Ben Fulan worked on this project at Andrew Ferguson’s lab.

 Here’s  Ben’s final report.

This project arose out of the search for a vaccine to combat HIV and the obstacles faced by this search. While it is possible to create a vaccine that induces an immune response against the virus, the effectiveness of this approach is limited by the ability of the virus to mutate into strains which would no longer be targeted by the immune response. The goal of this project is to produce an immune targeting scheme that can do the most damage to the virus while taking into account its ability to mutate.

To this end, a measure of the fitness of the virus is needed. This takes the form of a fitness landscape, which gives the virus’s ability to replicate as a function of its amino acid sequence. (See figure below – the dashed line indicates a mutation path from a potentially immune-targeted global maximum to a local maximum.) In particular, this amino acid sequence can be described using a binary string, where 0 represents the natural (“wild type”) form of the amino acid and 1 represents a mutant. The fitness function can then be constructed from empirical data. This function assigns a fitness cost to each mutation and also contains terms to represent interactions between pairs of mutations, which can be either beneficial or harmful.
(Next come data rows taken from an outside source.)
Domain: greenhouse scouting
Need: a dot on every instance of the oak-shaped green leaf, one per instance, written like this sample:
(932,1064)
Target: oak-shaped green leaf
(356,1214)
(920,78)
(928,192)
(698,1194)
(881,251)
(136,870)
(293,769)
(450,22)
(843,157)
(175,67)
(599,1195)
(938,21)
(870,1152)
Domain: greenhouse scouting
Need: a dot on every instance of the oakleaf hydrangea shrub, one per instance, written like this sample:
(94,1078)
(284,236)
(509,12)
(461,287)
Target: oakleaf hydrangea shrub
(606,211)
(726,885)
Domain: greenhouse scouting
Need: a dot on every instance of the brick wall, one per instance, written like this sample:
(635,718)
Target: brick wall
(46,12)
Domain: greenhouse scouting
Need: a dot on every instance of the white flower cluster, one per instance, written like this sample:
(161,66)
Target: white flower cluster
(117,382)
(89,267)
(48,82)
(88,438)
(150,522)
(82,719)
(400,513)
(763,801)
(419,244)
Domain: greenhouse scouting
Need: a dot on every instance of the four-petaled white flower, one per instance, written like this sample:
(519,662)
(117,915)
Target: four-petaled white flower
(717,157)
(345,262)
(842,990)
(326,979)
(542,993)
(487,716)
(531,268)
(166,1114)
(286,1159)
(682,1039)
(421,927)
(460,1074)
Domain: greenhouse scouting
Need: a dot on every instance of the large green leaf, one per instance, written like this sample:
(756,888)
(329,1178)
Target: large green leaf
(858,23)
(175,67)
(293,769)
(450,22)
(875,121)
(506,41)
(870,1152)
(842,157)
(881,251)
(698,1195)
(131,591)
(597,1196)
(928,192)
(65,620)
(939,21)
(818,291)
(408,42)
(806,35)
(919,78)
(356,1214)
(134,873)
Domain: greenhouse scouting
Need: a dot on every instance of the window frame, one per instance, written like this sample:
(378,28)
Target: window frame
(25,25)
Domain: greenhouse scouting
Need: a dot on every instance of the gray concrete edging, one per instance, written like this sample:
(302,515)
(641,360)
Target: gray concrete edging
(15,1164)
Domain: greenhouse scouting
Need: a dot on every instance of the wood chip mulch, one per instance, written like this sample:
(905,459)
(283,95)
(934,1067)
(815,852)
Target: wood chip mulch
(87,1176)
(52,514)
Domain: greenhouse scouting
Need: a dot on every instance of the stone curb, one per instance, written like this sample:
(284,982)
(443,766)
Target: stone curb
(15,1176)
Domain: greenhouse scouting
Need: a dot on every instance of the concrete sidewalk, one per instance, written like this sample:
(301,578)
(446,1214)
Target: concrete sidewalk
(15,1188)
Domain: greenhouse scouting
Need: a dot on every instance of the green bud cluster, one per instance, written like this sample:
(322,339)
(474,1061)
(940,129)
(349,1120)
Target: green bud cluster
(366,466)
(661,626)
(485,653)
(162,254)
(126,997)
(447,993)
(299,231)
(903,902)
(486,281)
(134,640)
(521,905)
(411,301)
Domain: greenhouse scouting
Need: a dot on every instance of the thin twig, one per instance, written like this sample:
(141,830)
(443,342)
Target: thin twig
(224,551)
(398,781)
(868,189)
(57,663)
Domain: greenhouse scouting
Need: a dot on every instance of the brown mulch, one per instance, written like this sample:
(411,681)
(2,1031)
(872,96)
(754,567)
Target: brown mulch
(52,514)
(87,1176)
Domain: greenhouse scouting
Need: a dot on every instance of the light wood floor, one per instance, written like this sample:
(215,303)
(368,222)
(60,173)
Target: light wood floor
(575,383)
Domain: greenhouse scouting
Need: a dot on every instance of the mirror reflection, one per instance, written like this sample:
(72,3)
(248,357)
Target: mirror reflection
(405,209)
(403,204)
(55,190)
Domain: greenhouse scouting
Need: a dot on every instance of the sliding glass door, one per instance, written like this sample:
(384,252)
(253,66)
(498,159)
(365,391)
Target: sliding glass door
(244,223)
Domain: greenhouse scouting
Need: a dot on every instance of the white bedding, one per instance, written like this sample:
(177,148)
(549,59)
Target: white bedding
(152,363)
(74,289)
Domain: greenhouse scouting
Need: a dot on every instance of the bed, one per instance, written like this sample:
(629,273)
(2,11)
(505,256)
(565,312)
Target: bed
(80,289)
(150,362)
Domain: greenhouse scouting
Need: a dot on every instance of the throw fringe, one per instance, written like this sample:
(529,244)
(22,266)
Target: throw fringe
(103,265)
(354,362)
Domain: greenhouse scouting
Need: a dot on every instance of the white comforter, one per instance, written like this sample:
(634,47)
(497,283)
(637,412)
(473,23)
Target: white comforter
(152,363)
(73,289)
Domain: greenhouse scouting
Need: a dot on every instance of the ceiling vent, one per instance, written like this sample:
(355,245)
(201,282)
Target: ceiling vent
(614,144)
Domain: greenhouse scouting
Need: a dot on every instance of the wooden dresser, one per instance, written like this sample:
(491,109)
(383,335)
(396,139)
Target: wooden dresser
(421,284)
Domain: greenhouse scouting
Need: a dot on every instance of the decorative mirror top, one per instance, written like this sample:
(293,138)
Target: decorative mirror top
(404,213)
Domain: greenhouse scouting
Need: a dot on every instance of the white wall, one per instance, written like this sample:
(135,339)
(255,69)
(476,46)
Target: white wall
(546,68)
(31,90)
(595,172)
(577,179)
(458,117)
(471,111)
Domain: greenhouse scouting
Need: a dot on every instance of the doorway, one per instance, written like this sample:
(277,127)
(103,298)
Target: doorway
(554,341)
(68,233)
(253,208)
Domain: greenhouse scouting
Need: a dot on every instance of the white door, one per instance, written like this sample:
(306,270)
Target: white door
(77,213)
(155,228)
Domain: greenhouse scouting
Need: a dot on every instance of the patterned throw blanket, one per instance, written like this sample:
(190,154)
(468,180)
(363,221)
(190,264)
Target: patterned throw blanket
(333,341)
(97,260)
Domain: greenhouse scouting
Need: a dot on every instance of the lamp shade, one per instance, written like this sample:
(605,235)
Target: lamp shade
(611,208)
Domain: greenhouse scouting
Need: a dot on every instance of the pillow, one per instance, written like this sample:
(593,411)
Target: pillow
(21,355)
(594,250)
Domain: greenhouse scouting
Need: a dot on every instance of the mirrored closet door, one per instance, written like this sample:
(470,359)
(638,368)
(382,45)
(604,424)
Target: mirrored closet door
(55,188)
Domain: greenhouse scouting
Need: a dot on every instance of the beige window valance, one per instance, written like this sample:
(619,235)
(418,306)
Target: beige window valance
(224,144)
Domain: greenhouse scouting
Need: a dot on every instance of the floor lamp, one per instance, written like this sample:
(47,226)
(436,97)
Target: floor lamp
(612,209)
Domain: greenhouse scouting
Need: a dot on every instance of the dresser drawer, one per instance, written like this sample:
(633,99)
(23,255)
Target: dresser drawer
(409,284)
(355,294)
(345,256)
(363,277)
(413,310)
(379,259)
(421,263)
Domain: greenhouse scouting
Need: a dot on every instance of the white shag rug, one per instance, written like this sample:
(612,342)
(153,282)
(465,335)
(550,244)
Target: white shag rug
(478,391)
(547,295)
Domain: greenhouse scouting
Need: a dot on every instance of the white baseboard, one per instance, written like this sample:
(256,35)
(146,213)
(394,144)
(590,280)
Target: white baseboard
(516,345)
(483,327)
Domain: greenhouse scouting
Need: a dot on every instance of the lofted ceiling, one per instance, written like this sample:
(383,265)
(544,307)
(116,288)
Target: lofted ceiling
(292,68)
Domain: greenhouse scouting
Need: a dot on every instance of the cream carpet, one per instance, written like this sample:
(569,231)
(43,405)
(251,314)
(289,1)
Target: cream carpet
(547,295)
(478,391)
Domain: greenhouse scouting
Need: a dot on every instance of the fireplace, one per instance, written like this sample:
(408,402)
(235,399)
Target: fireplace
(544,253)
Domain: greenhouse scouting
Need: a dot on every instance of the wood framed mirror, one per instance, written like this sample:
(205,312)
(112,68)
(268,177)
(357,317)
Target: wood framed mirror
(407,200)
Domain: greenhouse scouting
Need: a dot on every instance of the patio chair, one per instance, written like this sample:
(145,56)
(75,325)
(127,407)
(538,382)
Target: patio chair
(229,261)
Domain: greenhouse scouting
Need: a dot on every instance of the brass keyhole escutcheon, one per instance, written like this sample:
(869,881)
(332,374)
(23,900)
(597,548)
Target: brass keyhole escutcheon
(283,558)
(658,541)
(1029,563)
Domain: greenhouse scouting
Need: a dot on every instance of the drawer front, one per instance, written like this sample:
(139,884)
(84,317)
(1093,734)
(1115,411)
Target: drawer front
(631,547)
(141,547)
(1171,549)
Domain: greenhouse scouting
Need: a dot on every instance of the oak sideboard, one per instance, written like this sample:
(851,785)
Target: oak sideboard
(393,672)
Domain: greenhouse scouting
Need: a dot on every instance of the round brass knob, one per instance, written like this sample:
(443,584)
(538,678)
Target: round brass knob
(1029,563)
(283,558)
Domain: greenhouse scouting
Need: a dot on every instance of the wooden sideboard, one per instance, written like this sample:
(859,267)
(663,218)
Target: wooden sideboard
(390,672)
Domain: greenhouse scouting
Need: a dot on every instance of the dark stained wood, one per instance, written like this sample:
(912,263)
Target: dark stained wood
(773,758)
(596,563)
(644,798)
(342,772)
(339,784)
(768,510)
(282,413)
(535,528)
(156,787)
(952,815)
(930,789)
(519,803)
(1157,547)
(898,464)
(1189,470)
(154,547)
Once we have obtained the fitness function, we can add a term representing immune pressure that, for each amino acid, imposes a penalty for not mutating, effectively forcing the virus to mutate into a lower-fitness state. This modified function measures the viral fitness given a particular amino acid sequence; the next step is to produce a function that measures the overall fitness of the virus across all possible states. This function should give more weight to high-fitness states, since it is more likely that the virus will be found in such a state. One such function is
\sum_z \exp{−\beta E(z,b)},
where \(E\) is a version of the fitness function described above (in this case low energy corresponds to high fitness), \(z\) is the binary amino acid sequence, \(b\) is the sequence representing immune pressure, and the “inverse temperature” \(\beta\) represents the difficulty of mutation. Finally, we can cast the problem as an optimization problem as follows: minimize the overall fitness function subject to constraints on b (since only so much immune pressure can be applied). We then develop an algorithm to perform this optimization and obtain an optimum immune pressure sequence \(b\).


We can then check these results against empirical data; if the data match poorly, we can reconsider our choice of the overall fitness function.